His name was among the first listed for the Springboks for the first test at Ellis Park Stadium in Johannesburg. A record crowd of 36,000 watched Brand kick 14 points (4 conversions and 2 penalties) in the Springboks' 26–12 defeat of the Lions. The kicking contest between Brand and the Lions full-back, Vivian Jenkins, produced "two of the most remarkable goals ever kicked in rugby football". Jenkins succeeded with a 63-yard penalty kick, taken 8 yards inside his team's half of the field. Not to be outdone, Brand drop-kicked a 60-yard penalty from almost exactly the same place as his famous Twickenham kick.

The test against the Lions proved to be Brand's last international game, as he picked up a recurring thigh injury during preparations for the second test. In all he turned out in 46 matches for the Springboks, scoring 293 points – a record only surpassed in the 1990s by the Springbok fly-half Naas Botha. Brand's tally still placed him 6th on the 2013 list of most points scored in all Springbok matches.

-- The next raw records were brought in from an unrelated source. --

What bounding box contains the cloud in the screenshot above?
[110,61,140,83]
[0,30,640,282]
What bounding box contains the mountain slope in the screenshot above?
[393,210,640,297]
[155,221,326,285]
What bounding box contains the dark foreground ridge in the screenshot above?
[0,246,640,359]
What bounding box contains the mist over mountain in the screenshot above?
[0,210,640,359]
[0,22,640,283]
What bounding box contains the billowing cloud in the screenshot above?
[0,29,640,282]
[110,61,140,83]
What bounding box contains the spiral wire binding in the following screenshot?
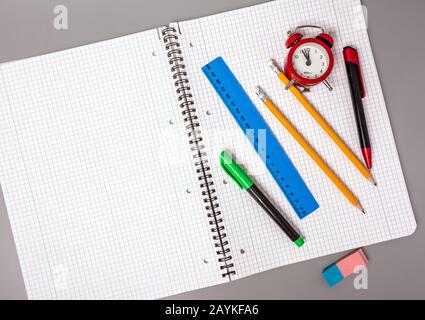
[161,27,236,279]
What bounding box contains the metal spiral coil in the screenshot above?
[161,27,236,278]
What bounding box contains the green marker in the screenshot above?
[220,151,304,247]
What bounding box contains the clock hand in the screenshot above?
[302,49,311,67]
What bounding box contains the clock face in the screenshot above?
[292,43,330,80]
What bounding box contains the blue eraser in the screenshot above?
[322,263,344,287]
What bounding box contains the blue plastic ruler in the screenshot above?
[202,57,319,219]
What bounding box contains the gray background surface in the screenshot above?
[0,0,425,299]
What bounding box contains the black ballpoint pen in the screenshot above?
[344,47,372,170]
[220,151,304,247]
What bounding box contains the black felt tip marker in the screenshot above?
[220,151,304,247]
[344,47,372,170]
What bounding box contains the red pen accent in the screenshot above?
[362,148,372,170]
[343,47,372,170]
[344,47,366,98]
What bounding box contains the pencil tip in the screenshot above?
[369,174,378,187]
[356,204,366,214]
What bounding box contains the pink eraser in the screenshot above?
[336,249,368,278]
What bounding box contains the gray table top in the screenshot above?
[0,0,425,299]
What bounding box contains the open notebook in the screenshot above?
[0,0,416,299]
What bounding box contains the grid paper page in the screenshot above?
[0,30,225,299]
[179,0,416,278]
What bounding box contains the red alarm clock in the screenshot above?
[285,25,334,91]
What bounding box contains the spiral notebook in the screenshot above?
[0,0,416,299]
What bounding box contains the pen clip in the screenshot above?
[344,47,366,98]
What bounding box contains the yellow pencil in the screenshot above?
[255,87,365,213]
[270,60,377,186]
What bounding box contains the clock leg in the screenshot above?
[323,80,334,91]
[285,79,296,90]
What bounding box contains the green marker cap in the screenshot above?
[220,151,254,190]
[294,237,304,248]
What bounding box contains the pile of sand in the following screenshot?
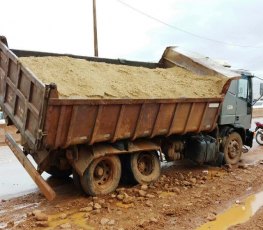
[20,56,227,99]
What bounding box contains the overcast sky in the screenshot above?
[0,0,263,75]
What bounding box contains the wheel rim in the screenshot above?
[93,159,113,186]
[227,140,240,159]
[137,153,154,176]
[256,132,263,145]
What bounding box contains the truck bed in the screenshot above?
[0,36,235,151]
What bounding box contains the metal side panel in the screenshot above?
[43,98,225,149]
[0,42,47,149]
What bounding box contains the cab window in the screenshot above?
[237,79,248,100]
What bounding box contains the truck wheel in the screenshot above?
[72,169,84,192]
[255,131,263,145]
[224,132,243,165]
[46,166,72,178]
[80,155,121,196]
[130,152,161,184]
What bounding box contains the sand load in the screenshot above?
[19,56,227,99]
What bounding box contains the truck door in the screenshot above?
[219,80,238,125]
[235,78,252,129]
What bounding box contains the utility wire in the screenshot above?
[116,0,262,48]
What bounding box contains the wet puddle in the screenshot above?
[197,191,263,230]
[46,212,95,230]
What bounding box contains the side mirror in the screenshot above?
[259,83,263,97]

Danie Craven said of Brand: "I regard him, along with Bennie Osler, as a legend among legends – an unforgettable Springbok".

== Personal life ==
Brand was appointed a national selector in the 1960s and owned a filling station in Bloemfontein. Later he lived in Fish Hoek outside Cape Town, and suffered a light stroke in 1987.

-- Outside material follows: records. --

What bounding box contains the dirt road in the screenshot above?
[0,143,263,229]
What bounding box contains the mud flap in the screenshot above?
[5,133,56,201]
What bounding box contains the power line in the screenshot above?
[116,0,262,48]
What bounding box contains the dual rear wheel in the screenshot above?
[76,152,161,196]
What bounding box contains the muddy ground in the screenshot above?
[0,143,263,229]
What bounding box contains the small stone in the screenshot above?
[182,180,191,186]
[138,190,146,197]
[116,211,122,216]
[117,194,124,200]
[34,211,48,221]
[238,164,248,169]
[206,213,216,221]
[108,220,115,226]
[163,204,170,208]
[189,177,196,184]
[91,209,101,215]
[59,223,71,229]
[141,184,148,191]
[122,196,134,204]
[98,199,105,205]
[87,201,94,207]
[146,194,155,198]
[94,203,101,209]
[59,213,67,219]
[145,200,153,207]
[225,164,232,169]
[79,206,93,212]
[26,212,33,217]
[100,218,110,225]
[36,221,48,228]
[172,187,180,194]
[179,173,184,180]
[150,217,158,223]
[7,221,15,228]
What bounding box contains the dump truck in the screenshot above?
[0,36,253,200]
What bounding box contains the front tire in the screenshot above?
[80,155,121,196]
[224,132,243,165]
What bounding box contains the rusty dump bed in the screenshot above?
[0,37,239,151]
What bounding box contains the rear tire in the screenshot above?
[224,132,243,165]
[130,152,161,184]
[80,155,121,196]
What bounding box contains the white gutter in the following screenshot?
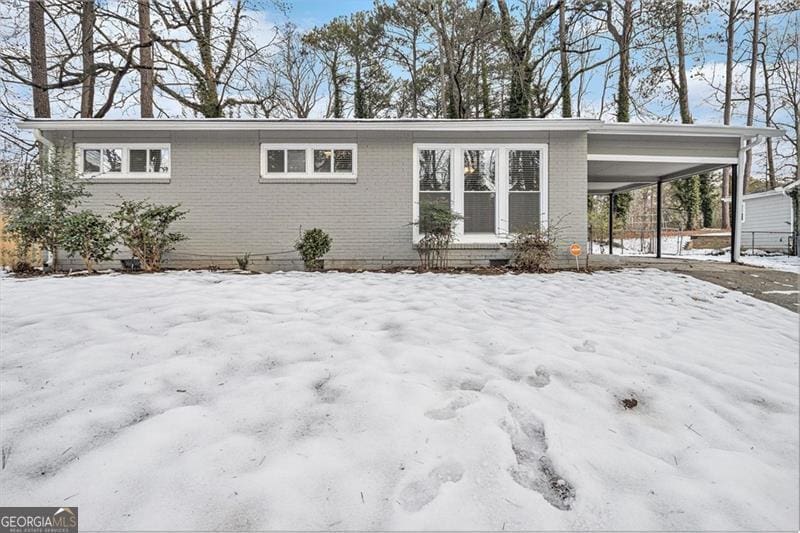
[17,119,602,133]
[731,135,765,263]
[32,128,53,149]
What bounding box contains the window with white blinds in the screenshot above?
[261,144,357,181]
[413,144,547,243]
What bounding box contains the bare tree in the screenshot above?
[28,0,50,118]
[497,0,568,118]
[137,0,155,118]
[80,0,95,118]
[275,25,323,118]
[744,0,761,183]
[152,0,274,118]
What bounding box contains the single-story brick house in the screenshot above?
[19,119,780,270]
[742,180,800,255]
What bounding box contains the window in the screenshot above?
[261,144,356,181]
[75,144,170,178]
[462,150,497,233]
[416,150,450,231]
[508,150,540,233]
[413,144,547,243]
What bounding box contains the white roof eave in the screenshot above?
[589,122,784,137]
[17,119,602,131]
[17,118,784,138]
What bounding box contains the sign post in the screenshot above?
[569,242,581,272]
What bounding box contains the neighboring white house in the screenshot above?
[742,181,800,253]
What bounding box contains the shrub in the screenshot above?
[415,202,464,270]
[294,228,333,270]
[0,148,89,270]
[236,252,250,270]
[62,211,117,272]
[508,218,560,272]
[111,200,188,272]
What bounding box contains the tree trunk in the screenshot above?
[744,0,761,185]
[81,0,95,118]
[439,35,450,118]
[558,2,572,118]
[481,50,492,118]
[617,0,633,122]
[28,0,50,118]
[761,13,778,189]
[675,0,708,229]
[721,0,736,229]
[675,0,693,124]
[139,0,155,118]
[353,57,367,118]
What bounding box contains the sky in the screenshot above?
[267,0,373,28]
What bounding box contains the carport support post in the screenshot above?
[731,165,740,263]
[656,180,661,259]
[608,192,614,255]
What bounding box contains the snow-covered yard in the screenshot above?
[681,250,800,274]
[592,236,800,274]
[0,270,800,530]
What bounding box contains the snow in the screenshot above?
[682,250,800,274]
[592,235,691,257]
[592,237,800,274]
[0,270,800,530]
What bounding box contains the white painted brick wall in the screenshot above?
[50,131,587,270]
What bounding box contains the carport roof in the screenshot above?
[18,118,783,194]
[587,123,783,194]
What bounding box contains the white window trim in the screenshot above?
[411,143,549,244]
[75,143,172,182]
[259,143,358,183]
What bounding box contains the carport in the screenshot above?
[587,123,783,263]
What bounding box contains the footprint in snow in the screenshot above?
[572,340,597,353]
[425,396,475,420]
[501,404,575,511]
[458,377,488,392]
[525,365,550,389]
[397,461,464,513]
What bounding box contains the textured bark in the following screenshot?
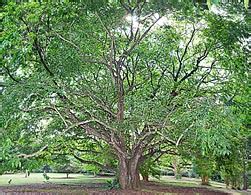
[119,157,140,189]
[201,175,209,185]
[142,174,149,182]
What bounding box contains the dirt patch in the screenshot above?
[0,182,231,195]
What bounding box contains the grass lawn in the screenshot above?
[0,173,112,186]
[0,173,251,195]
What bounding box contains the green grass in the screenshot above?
[0,173,250,195]
[0,173,112,186]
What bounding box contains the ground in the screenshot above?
[0,173,251,195]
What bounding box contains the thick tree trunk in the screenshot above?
[201,175,209,185]
[119,157,140,189]
[142,174,149,182]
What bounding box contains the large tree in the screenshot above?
[2,1,247,189]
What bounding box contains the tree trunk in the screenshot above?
[201,175,209,185]
[119,157,140,189]
[142,174,149,182]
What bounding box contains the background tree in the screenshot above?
[2,1,247,189]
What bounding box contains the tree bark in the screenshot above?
[142,174,149,182]
[119,156,140,189]
[201,175,209,185]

==International statistics==
Brand played in 16 tests for the Springboks during which he scored 55 points. He was renowned for never missing an important kick.

===Summary===

| Team | Matches | Won | Draw | Lost | Tries | Con | Pen | Drop | Points | P/M | %Won |
|---|---|---|---|---|---|---|---|---|---|---|---|
| South Africa – Test matches | 16 | 14 | 0 | 2 | 0 | 13 | 7 | 2 | 55 | 3.44 | 87.5 |
| South Africa – Tour matches | 30 | na | na | na | 2 | 87 | 18 | 1 | 238 | 7.93 | na |

===Test match record===

| No | Opponents | Results (SA 1st) | Position | Points | Dates | Venue |
|---|---|---|---|---|---|---|
| 1. | New Zealand | 7–6 | Wing |  | 21 Jul 1928 | Ellis Park, Johannesburg |
| 2. | New Zealand | 11–6 | Wing |  | 18 Aug 1928 | Crusaders Ground, Port Elizabeth |
| 3. | Wales | 8–3 | Full-back |  | 5 Des 1931 | St Helen's, Swansea |
| 4. | Ireland | 8–3 | Full-back |  | 19 Dec 1931 | Lansdowne Road, Dublin |
| 5. | England | 7–0 | Full-back | 4 (1 drop) | 2 Jan 1932 | Twickenham, London |
| 6. | Scotland | 6–3 | Full-back |  | 19 Jan 1932 | Murrayfield, Edinburgh |
| 7. | Australia | 17–3 | Full-back | 5 (1 penalty & 1 conversion) | 8 Jul 1933 | Newlands Stadium, Cape Town |
| 8. | Australia | 6–21 | Full-back | 3 (1 penalty) | 22 Jul 1933 | Kingsmead, Durban |
| 9. | Australia | 12–3 | Full-back | 2 (1 conversion) | 12 Aug 1933 | Ellis Park, Johannesburg |
| 10. | Australia | 11–0 | Wing | 3 (1 penalty) | 26 Aug 1933 | Crusaders Ground, Port Elizabeth |
| 11. | Australia | 4–15 | Wing | 4 (1 drop) | 2 Sep 1933 | Springbok Park, Bloemfontein |
| 12. | Australia | 9–3 | Full-back | 3 (1 penalty) | 26 Jun 1937 | Sydney Cricket Ground |
| 13. | Australia | 26–17 | Full-back | 8 (4 conversions) | 17 Jul 1937 | Sydney Cricket Ground |
| 14. | New Zealand | 13–6 | Full-back | 7 (1 penalty & 2 conversions) | 4 Sep 1937 | Lancaster Park, Christchurch |
| 15. | New Zealand | 17–6 | Full-back | 2 (1 conversion) | 25 Sep 1937 | Eden Park, Auckland |
| 16. | UK British Isles | 26–12 | Full-back | 14 (2 penalties & 4 conversions) | 6 Aug 1938 | Ellis Park, Johannesburg |

Legend: try (3 pts); pen = penalty (3 pts.); conv = conversion (2 pts.), drop = drop kick (4 pts.).